Я вспомнила, наконец, что напоминает мне этот стилет. Метательный нож! Меня вдруг словно озарило, и я с ужасом поняла, какую непростительную ошибку допустили мы с Минервой, не приняв в расчет беспредельный эгоизм и заоблачное самомнение бразильца. Я минимум трижды смертельно оскорбила его. Первый раз, когда предпочла вместо законного брака с ним удрать в горы к маронам в компании с тремя беглыми рабами. Второй — когда скрылась от его преследования на пиратском корабле. Но самое страшное оскорбление нанесла я ему, отдав его бесценный камень, достойный самой королевы, дешевой портовой шлюхе в грязном притоне. Все это до такой степени уязвило его самолюбие, что ни о каком искуплении вины не могло быть и речи. Он просто играл со мной, как кот с пойманной мышкой. Бартоломе уже давно приговорил меня и не собирался, естественно, ни жениться на мне, ни увозить в свои поместья в Южной Америке. Вопрос только в том, убьет он меня прямо сейчас или захочет растянуть удовольствие?

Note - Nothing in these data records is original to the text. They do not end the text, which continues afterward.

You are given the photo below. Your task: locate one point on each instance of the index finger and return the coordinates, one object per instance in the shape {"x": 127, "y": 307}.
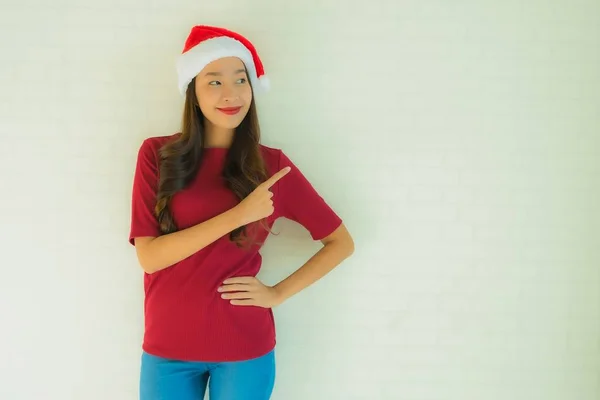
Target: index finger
{"x": 277, "y": 176}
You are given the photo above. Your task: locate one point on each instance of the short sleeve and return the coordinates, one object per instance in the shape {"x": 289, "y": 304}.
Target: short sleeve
{"x": 143, "y": 199}
{"x": 299, "y": 201}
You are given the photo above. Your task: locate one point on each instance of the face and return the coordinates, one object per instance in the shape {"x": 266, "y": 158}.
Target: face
{"x": 220, "y": 85}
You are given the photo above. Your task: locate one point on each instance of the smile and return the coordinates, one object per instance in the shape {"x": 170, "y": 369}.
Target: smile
{"x": 230, "y": 110}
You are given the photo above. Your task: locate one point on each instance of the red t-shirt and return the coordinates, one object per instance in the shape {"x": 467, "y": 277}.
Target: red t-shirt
{"x": 185, "y": 316}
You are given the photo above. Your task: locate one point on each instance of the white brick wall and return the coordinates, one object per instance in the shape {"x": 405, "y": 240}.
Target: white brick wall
{"x": 458, "y": 140}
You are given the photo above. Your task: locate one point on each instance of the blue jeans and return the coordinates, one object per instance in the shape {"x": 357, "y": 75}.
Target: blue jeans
{"x": 167, "y": 379}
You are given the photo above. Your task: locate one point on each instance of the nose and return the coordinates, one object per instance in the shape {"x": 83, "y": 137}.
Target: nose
{"x": 230, "y": 93}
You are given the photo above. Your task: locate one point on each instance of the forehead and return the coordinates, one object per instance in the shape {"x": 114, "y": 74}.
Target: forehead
{"x": 223, "y": 66}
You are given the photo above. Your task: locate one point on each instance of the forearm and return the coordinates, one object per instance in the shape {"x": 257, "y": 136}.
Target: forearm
{"x": 325, "y": 260}
{"x": 166, "y": 250}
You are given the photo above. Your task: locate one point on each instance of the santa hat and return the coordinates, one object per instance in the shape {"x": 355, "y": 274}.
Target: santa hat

Сжимавшие рукоять кинжала пальцы расслабились, и на губах его снова заиграла змеиная усмешка. На этот раз мне не удалось до конца справиться с эмоциями, и овладевший мною страх каким-то образом отразился на моем лице или в глазах, что не ускользнуло от обостренного внимания бразильца. Он понял, что я догадалась о его истинных намерениях, но не спешил пока привести приговор в исполнение, уже в открытую упиваясь моим ужасом и растерянностью. Я была полностью в его власти. Он мог расправиться со мной в любую секунду, и помешать ему было некому. Все корсары, которые могли бы прийти мне на помощь, были связаны по рукам и ногам.